Introduction: This study is aimed to improve the accuracy of cardiac perfusion measurements from sequential 13N-Ammonia (13NH3) PET imaging by correcting cardiac and respiratory motion. 13NH3 PET imaging is used to measure cardiac perfusion during the resting and stress state of the heart. Due to the radioactive decay rate of 13NH3, each 13NH3 injection needs to be sufficiently spaced which increases wait times, reduces the quality of care for patients, and increases the cost as imaging time is increased and repeated production of 13NH3 is needed. This can be resolved by sequential 13NH3 injections, followed by carefully subtracting PET images from one injection to another.[1] However, due to cardiac and respiratory motion, these PET images need to be motion corrected before the subtraction. In this study, different cardiac PET motion correction methods are compared for sequential 13N-Ammonia PET perfusion measurements.
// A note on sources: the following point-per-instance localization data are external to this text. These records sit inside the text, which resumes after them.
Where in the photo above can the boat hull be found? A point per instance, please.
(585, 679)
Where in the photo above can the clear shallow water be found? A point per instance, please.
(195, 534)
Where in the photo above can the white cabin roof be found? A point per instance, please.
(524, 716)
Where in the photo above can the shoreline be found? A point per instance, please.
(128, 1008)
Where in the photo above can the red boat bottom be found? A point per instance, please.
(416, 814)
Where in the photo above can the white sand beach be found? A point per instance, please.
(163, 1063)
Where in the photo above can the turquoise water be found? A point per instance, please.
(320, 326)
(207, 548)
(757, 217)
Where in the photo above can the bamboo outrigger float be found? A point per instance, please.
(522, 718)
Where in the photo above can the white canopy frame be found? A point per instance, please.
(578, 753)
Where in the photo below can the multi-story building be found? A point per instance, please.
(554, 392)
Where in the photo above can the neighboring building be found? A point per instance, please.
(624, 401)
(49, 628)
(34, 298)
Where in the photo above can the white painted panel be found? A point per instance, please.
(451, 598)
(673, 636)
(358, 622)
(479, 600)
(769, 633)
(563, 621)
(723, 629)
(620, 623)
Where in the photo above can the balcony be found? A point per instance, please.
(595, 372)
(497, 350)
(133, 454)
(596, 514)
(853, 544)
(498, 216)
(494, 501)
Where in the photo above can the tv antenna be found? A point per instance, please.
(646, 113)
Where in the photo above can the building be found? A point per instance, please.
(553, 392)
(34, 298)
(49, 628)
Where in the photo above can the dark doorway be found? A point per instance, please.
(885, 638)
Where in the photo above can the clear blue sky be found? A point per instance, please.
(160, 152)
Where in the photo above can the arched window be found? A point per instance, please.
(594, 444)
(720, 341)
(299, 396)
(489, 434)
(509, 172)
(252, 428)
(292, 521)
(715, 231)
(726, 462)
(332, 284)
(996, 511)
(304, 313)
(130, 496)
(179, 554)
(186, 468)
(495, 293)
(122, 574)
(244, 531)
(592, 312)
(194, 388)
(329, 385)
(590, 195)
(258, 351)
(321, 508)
Methods: A female canine was imaged with a Siemens 3T Biograph mMR PET/MRI scanner, 2 weeks post-acute myocardial infarction. A total of three 13NH3 injections were administered at 0 min, 10 min, and 70 min accompanied by PET listmode and MRI starVIBE acquisition as illustrated in Figure a). During 2nd and 3rd 13NH3 injections, adenosine was also administered to chemically induce cardiac stress. Dynamic PET images were reconstructed with no motion correction, ECG gating, respiratory motion vector correction (BodyCompassTM) and respiratory motion vector ECG gated motion correction (MV ECG) methods. Further, the 1st 13NH3 PET images were decay corrected and subtracted from the second 13NH3 dynamic PET images. The left ventricle (LV) of the heart was segmented and fitted with a two-tissue compartment model to calculate perfusion. [2] Analyses were performed with Carimas, MATLAB and Siemens JSRecon software.[3,4]
Results: Figure b) shows the LV from MRI and four different 13NH3 PET motion correction methods images as mentioned above. First row PET images show standalone stress cardiac 13NH3 PET (3rd injection). Second row PET images show sequential stressed cardiac 13NH3 PET with subtraction correction (2nd – 1st injection). MV ECG shows the thinnest cardiac wall definition compared to other methods. Figure c) shows dynamic relative activity value of LV (both infarcted and non-infarcted region) for standalone and sequential stress cardiac 13NH3 PET.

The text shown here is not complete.